Rejimin farklı görünümler altında kendisini yeniden tesis etmeye başlamasıyla birlikte ilk hedef alınanlar bu gruplar oldu. 2012’de Port Said’deki katliam, şüpheli şekilde “yüklü” el Mısri taraftarlarının maç sonunda el Ehli taraftarlarının bulunduğu tribüne saldırması ve polisin de stadın kapılarını kapatmasıyla gerçekleşmişti. Bu açık devlet katliamını kendisi için kusursuz bir bahaneye dönüştüren rejim, katliam sonrası Mısır’da taraftarların futbol sahalarına girişini istisnalar harici yasaklamış, böylece Mısır’ın isyan tarihinde önemli bir yeri olan tribünler denklemden çıkarılmaya çalışılmıştı.
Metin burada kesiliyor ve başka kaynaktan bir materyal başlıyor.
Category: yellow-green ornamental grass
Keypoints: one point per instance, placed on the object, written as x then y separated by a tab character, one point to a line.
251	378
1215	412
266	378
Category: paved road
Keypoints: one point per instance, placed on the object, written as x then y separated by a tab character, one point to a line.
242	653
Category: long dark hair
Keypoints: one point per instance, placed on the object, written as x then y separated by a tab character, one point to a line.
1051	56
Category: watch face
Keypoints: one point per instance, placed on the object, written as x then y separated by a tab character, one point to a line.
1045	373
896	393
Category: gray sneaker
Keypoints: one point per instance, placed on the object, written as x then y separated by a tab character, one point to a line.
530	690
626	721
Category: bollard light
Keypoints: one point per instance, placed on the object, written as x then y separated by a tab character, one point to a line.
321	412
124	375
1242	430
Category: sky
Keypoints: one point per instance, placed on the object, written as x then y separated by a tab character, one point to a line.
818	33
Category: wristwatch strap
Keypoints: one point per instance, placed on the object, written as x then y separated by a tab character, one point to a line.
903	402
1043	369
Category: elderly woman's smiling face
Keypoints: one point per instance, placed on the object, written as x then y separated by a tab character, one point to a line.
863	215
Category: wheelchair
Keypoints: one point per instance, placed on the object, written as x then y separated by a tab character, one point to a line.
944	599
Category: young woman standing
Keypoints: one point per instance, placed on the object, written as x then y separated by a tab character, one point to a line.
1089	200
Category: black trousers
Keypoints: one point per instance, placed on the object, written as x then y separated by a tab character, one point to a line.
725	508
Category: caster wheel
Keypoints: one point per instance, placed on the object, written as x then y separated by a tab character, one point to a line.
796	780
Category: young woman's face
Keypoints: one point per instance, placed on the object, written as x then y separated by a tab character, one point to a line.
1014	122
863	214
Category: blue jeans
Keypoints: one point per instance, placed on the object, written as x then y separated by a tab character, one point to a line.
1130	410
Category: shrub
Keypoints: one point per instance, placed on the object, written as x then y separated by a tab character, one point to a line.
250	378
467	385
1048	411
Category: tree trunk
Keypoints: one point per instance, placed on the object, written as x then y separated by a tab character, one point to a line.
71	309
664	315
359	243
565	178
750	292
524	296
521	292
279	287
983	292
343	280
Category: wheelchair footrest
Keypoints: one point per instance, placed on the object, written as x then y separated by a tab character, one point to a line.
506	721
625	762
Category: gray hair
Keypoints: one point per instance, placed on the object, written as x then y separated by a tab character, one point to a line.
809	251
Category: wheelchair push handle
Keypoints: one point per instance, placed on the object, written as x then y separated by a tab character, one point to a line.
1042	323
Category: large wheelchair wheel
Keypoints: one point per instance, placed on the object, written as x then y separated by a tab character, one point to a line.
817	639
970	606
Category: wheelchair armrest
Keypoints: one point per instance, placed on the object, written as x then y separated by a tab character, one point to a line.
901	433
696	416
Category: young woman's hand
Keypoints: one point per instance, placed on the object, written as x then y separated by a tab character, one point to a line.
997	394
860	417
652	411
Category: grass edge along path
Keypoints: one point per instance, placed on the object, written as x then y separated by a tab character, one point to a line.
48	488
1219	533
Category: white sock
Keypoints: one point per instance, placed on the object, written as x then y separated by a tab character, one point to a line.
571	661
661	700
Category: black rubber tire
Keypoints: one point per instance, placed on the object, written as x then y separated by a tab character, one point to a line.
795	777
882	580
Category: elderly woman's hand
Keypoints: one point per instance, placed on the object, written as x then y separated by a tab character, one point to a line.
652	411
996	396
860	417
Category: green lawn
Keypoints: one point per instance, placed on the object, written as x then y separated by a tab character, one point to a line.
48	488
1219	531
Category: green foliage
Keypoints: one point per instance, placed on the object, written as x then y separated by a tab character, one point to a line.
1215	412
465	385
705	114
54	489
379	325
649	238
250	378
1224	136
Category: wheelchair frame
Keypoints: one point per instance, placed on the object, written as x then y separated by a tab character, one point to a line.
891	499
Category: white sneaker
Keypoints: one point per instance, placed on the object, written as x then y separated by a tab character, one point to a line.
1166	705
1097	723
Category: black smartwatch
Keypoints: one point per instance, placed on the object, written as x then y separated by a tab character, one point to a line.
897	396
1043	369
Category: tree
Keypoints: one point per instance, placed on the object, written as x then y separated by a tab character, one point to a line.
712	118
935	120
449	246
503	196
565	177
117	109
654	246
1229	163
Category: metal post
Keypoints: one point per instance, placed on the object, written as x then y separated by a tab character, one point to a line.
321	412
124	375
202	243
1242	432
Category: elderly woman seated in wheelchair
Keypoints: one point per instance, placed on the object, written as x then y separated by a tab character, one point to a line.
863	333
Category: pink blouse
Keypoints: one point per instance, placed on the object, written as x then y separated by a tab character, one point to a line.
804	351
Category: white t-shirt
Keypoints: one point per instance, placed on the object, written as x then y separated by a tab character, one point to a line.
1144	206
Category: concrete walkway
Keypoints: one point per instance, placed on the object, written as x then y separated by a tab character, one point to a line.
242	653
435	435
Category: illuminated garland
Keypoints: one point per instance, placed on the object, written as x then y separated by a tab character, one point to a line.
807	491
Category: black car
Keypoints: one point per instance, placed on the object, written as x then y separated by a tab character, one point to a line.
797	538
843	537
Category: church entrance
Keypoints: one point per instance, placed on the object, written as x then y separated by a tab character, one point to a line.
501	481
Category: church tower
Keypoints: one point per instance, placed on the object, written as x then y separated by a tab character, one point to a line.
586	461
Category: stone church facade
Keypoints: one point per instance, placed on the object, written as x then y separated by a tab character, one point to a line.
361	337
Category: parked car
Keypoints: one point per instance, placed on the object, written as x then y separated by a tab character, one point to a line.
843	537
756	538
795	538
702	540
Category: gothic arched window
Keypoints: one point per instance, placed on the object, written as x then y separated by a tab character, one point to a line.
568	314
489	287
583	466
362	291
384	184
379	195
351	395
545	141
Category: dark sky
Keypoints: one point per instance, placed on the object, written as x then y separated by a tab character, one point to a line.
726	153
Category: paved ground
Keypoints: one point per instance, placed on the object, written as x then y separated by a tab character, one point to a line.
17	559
Yasak, bu ayın başında kısmi olarak kaldırılırken bu “kısmi” halin de rejim için yeni bir katliam gerekçesine dönüştüğünü gördük. 10 bin taraftarın stada girmesine izin verilen pazar akşamki Zamalek-ENPPI maçı öncesi Beyaz Şövalyeler, “Artık maçları evimizde izlemeyeceğiz” diyerek stadyuma girmeye çalışırken gaz bombalı saldırıya uğradı. Dikenli tellerle çevrili dar bir alanda sıkışan taraftarlar gazın etkisiyle oluşan kargaşada boğularak yaşamını yitirdi. Bu -gaz bombası hoyratlığımız dikkate alınırsa ülkemizde şu ana kadar yaşanmamış olması sadece şansla açıklanabilecek- acı ve kalleşçe katliamın ciddi etkileri olacaktır. Rejimin ligleri süresiz olarak askıya alması ise bu sonuçların en basiti.
Rejim, geçmişte taraftar gruplarından yediği golleri bir kez daha yememek için restorasyon sürecinde bu grupların bastırılmasına ve tribünlerin depolitizasyonuna özel bir önem veriyor.
Mübarek döneminde halkın en azından tribünleri vardı, Sisi burayı da zapturapt altına almak istiyorsa özel hayatı ve kamusal alanı tamamen boğmak isteyen bir ultra-polis devleti tesis etmek zorunda demektir.
Gençliğin yüksek oranda yerleşik siyasi yapıları, seçimleri vs. reddettiği bir ortamda örgütlü devrimci hareketlerin yokluğunda meydanın IŞİD’e kaldığı Kuzey Afrika ülkelerinde ve Mısır’da net bir şekilde görülüyor.
Sisi ve Zamalek Başkanı Mansur gibi burjuva iş birlikçilerinin düzeninin bu gidişatı hızlandıracağı açık.
Son olarak Mısır ve Ortadoğu futboluna dair birincil kaynaklarımızdan James M. Dorsey konu üzerine kaleme aldığı yazıda, Mısır’da taraftar gruplarının suçlulaştırılması sürecini Türkiye’de yaşananlara benzetirken haksız değil. Bu köşede de birkaç kez vurguladığımız üzere Sisi ve Erdoğan her ne kadar birbirlerine düşman gözükseler de muhalefete karşı ellerindeki devlet aygıtını konumlandırış biçimleri, muhalefeti suçlarken kullandıkları dil benzer.
Sisi bugün kendisini onaylamayan herkese “vatan haini” muamelesi yaparken aynı anlayışın Türkiye’de birkaç sene içerisinde Mısır’ı aratmayan katliamlara imza atması distopya kabilinden değerlendirilemez.